SEOUL, Korea, Mar 7 (Korea Bizwire) – Teenagers are much more sensitive than grown-ups to income differences with their peers. This uneasy social trend can be spotted by conversations with the local teens. Interviewed by a local media, a seventh grade student living Seoul, said, “You don’t make friends who live in nice — if not posh — apartments. Since I live in a low-income housing project and I have heard a lot since childhood that parents living in neighborhood apartments wouldn’t allow their “well-heeled” kids to play with ones residing in poorer neighborhoods like us.”
According to him, this “parental-wealth induced chasm” begins at around first grade at their school years, which dictates whom they are meant to play with and flock together, according to their individual “wealth background.” The biggest divider is whether you live in rental or owner-occupied unit. But other factors such as whether you go to after-school private tutoring institute and what kind of private school you go to can be the dividing line. Of course, he and his friends didn’t make a distance with other more affluent groups of kids intentionally. It just happened because his group of peers spent time together at school and outside.
Even when they play online games, the time they go online and the Internet cafe they frequent are all different. The lifestyle of children from different income groups is diverging rapidly, according to a recent “2013 Children and Teenager Human Rights Report” published by the National Youth Policy Institute. Of the 160 items of comparison in the report, more than 80 percent showed the lower it is the parents’ income level, the worse it is the child’s quality of life.
This trend was more so in areas that affect the children’s psychological welfare, including the level of stress and self-worth. For example, to a question whether you are happy, 86.9 percent of kids from high-income families said yes while 81.3 percent did so for kids from middle-income families. But the percentage for children from low-income families was only 65.0 percent.

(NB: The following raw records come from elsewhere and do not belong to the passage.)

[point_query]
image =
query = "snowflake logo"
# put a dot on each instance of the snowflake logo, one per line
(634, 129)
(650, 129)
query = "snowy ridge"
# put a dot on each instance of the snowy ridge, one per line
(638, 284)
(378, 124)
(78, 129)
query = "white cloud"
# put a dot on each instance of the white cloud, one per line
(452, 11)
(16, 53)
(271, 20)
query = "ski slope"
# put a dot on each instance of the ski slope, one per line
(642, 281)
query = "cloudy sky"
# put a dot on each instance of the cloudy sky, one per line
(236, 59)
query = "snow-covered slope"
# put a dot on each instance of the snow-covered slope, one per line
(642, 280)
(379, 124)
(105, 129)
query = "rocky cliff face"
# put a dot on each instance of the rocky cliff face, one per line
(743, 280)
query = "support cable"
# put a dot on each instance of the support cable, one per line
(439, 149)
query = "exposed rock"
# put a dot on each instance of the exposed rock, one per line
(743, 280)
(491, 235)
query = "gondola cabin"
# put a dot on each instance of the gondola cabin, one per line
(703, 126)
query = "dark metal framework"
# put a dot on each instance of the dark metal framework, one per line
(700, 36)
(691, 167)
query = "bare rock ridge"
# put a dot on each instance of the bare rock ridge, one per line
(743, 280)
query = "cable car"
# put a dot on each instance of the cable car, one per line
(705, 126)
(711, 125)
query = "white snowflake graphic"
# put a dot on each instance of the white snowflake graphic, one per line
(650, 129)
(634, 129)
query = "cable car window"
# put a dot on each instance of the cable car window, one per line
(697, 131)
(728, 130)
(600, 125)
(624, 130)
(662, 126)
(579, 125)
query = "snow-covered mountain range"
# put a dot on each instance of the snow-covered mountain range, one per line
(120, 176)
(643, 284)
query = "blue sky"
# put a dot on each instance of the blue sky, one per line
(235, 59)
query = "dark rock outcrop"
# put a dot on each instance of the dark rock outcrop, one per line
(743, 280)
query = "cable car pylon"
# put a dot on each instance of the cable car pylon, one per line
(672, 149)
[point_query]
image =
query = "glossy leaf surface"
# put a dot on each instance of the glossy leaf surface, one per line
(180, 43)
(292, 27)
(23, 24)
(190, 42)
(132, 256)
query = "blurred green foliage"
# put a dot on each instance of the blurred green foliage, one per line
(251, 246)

For reasons of unhappiness, 40.3 percent of children from low-income families said it was largely because of uncertainty about their future as well as current woes. Meanwhile, 44.8 percent of kids from high-income families answered the biggest reason for their unhappiness was psychological burden for academic work.
As the children get older, the trend toward accepting materialist thinking was evident. To a question “What do you think is the most important condition for happiness?” only 3.1 percent of fourth grade students answered “money.” It contrasts starkly with 12th grade students 26.0 percent of whom said money is the most important thing for their happiness.